Vue de l’exposition « Inside », Palais de Tokyo (20.10.14 – 11.01.15). dran, Attention de ne pas tomber, 2014 Photo : André Morin.

Vue de l’exposition « Inside », Palais de Tokyo (20.10.14 – 11.01.15).
dran, Attention de ne pas tomber, 2014
Photo : André Morin.

Nous sommes transportés de la petite pièce rouge recueillant les dessins d’Ataru Sato organisés sous forme de journal intime au Refuge de Stéfane Thidet ; du voyeurisme malsain au souvenir d’un paradis perdu ; d’une pesanteur écrasante à l’odeur enivrante du bois mouillé. En passant par la salle blanche, spacieuse et veloutée où des arbres énigmatiques semblent surgir de nulle part, le Palais de Tokyo nous fait expérimenter des atmosphères bien différentes qui nous font revisiter nos sensations. Tout est fait pour que l’on écoute notre intérieur se métamorphoser, se cabrer au fur et à mesure que l’on s’enfonce dans les entrailles du musée. L’œuvre graphique monochrome de l’artiste peintre Dran qui s’est emparé du grand escalier – comme toile géante – nous accompagne dans notre descente. Ce passage du premier niveau au deuxième poursuit la métaphore de notre introspection. Pour moi, nous atteignons le point culminant de l’exposition avec Installation of Experience de Valia Fetisov. Œuvre troublante qui se referme sur vous comme un piège.
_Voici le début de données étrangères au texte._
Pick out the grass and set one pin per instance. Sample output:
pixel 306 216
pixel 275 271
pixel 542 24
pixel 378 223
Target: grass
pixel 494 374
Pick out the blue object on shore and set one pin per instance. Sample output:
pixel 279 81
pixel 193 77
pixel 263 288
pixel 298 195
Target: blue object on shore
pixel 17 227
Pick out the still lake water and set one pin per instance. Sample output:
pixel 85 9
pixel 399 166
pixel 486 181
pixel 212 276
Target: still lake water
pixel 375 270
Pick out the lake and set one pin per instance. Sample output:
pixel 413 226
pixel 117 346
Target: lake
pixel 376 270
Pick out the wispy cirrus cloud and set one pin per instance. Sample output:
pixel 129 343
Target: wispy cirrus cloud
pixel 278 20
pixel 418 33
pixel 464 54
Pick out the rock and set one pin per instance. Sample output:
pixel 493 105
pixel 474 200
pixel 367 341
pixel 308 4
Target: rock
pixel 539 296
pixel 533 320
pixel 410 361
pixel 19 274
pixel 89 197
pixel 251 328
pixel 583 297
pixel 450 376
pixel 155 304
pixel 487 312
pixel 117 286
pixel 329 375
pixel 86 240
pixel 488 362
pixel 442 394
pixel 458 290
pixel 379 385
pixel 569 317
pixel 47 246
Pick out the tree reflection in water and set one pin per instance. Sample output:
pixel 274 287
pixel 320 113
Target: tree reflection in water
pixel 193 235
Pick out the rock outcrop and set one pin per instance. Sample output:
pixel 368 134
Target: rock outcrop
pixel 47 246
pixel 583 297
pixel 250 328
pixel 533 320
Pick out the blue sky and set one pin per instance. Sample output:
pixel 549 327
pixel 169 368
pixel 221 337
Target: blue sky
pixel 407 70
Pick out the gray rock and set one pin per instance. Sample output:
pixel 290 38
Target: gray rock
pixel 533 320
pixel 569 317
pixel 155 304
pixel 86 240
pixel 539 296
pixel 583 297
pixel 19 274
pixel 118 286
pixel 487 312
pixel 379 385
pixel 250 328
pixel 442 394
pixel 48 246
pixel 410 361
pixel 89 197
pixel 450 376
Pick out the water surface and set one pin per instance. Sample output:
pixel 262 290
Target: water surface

Comme nous l’explique l’assistante du musée qui se trouve devant, le seul moyen de sortir de cette pièce sombre qui vous sépare du monde par une porte de verre se trouve en « vous-mêmes ». Puisque l’artiste impose que les visiteurs ne soient pas prévenus que la porte puisse les enfermer et, qu’aucune information sur le moyen d’en sortir ne puisse leur être communiquée, il faut noter que certaines personnes sont restées enfermées plus d’une heure. Volonté d’élever l’individu à un état de conscience de lui-même supérieur, sadisme ou désir de toute-puissance ? Il est difficile de percer les intentions de l’artiste… La question demeure alors, « mais où descendons-nous ? »

Dans ce sous-sol, l’utilisation de vidéos est beaucoup plus présente. Exorcise Me (2013) de Sookon Ang et This Nameless Spectacle (2011) de Jesper Just se composent d’écrans, disposés dans de vastes salles épurées, qui se répondent. Ces œuvres jouent sur l’altérité des dimensions spatio-temporelles dans une réelle recherche esthétique. Néanmoins, vers la fin de l’exposition les œuvres me semblent plus impénétrables ; des animations d’argiles de Nathalie Djuberg et Hans Berg au mur (Stoner) d’Andra Ursuta, l’ambiance se fait plus lugubre. Si certaines œuvres des dernières salles m’ont laissée plus perplexe, cette exposition est une aventure surprenante que je vous recommande d’expérimenter.

Louise Phung

Vue de l’exposition « Inside », Palais de Tokyo (20.10.14 – 11.01.15). Vue de l’installation de Nathalie Djurberg et Hans Berg. Photo : André Morin.

Vue de l’exposition « Inside », Palais de Tokyo (20.10.14 – 11.01.15).
Vue de l’installation de Nathalie Djurberg et Hans Berg.
Photo : André Morin.

[1] Film muet de 8mm doublement exposé.

[2] Ian Gricorescu est un artiste roumain qui a vécu sous le régime socialiste, Boxing date de 1977. Beaucoup de ses œuvres ont été réalisées dans la clandestinité.